E aí a Marga, desde o começo trocamos muito, ela sempre vem falando como o campo econômico – assim, eu desde o começo pedindo indicação de leitura para ela, em economia – e ela dizia: não vai para economia, fica em RI, não vai para a economia. Porque o campo econômico é de um nível de invisibilização das mulheres, e aí nem assim, mulheres no nível mais básico… simplesmente não tem. A economia, o mainstream, é super neoclássico, então há uma ideia de que as escolhas individuais moldam nosso sistema econômico e, assim, parte da construção do homo economicus, que é um homem que decide a partir de suas escolhas os rumos do sistema econômico; então, nem existe direito a questão de raça, gênero, nada. E aí, eu imagino… na verdade eu imagino não, a Marga sempre conta que foi um processo – e é ainda, mas muito menos – bastante solitário dentro do Instituto, que ela faz parte. A partir disso, ela foi desenvolvendo o Economia e Feminismos – e eu não como ela não desistiu – e aí depois, durante o meu TCC, eu pedi que ela fosse minha orientadora.

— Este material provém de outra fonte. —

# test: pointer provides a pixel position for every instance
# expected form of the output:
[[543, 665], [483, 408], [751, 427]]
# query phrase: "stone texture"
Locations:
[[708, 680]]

A partir daí a gente começou a trabalhar muito juntas, na produção acadêmica, e ano passado, durante a pandemia, o Economia e Feminismos foi se desenvolvendo e foi tendo grupo de extensão, eletiva, foi ganhando mais corpo. E agora, no ano passado, durante a pandemia, a gente decidiu – partindo de uma iniciativa da Marga, junto com a Clarice Menezes, que é professora da Rural, de Economia também – fazer um grupo de pesquisa, não tradicional, mais voltado justamente para responder à invisibilização das mulheres na Ciência Econômica. Então, a gente foi construindo esse Núcleo… agora tem cerca de 15 pesquisadoras e pesquisadores e tem sido um espaço que, desde o início, pensou em não ficar dentro da academia, que vem pensando em evidências, em acúmulo teórico, para poder ler a prática.

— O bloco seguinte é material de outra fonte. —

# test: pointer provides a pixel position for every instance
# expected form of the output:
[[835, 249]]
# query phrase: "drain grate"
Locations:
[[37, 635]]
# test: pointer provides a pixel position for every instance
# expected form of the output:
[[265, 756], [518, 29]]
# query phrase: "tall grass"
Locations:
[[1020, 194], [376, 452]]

Então, acho que um dos trabalhos mais legais que a gente está conseguindo desenvolver é a extensão, porque é justamente isto: é a extensão que tira só dessa produção acadêmica e engessada e leva para fora – o que, na minha opinião, deveria ser o principal objetivo da produção de conhecimento. E aí a gente também sempre, desde o início, quis afirmar muito que a gente vai partir de uma lente decolonial nesse Núcleo para não produzir conhecimento eurocentrado ou um conhecimento que não seja capaz de ler quem a gente é, porque primeiro de tudo somos brasileiros. Esse trabalho da extensão vem puxando a gente para fora, cada vez mais. Agora a gente está fechando o semestre e o foco é na produção de conteúdo, justamente para dar voz e visibilidade a essas mulheres que na academia se tem como foco do estudo, mas que são as sujeitas. Aí tem uma série de entrevistas que vão estar saindo justamente sobre organizações comunitárias, soluções durante a pandemia, tem entrevistas também com uma empregada doméstica, porque a gente fala muito sobre economia feminista, economia do cuidado… e, enfim, vão sair uma série de conteúdos.

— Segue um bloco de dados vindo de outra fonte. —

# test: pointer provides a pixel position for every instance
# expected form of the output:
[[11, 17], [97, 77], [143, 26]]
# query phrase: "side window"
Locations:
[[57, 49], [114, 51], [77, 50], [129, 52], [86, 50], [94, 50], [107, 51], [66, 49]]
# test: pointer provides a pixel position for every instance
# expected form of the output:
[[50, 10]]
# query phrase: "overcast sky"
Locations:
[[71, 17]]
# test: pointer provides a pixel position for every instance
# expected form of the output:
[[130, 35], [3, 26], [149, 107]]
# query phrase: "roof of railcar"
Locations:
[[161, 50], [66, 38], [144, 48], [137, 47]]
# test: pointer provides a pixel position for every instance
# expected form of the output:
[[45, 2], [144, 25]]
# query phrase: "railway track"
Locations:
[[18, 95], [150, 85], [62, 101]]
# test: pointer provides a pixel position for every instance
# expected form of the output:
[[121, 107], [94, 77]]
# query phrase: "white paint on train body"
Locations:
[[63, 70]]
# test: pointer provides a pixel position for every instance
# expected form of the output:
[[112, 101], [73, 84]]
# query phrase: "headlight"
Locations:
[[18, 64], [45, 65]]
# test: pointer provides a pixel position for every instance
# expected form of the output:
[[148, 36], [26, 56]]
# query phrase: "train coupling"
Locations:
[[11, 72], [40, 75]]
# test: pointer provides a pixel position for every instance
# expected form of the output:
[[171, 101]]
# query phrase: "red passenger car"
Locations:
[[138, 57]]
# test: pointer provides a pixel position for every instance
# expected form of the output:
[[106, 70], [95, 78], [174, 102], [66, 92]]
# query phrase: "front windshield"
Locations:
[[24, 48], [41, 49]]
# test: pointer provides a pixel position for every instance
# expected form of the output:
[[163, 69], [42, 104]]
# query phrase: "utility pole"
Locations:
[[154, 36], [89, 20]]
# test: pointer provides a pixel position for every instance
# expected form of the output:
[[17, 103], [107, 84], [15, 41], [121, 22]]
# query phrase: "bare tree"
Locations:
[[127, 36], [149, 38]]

E também, no NUEFEM, a gente está tentando sair bastante dos muros da academia e parar de continuar servindo ao capitalismo. A gente não quer que nosso grupo de pesquisa fique nisso, como vários outros. A gente tem a ideia meio megalomaníaca de reunir quem está produzindo sobre economia feminista no Brasil, mas sem nada consolidado em unidade, mais no sentido de construir laços e pontes.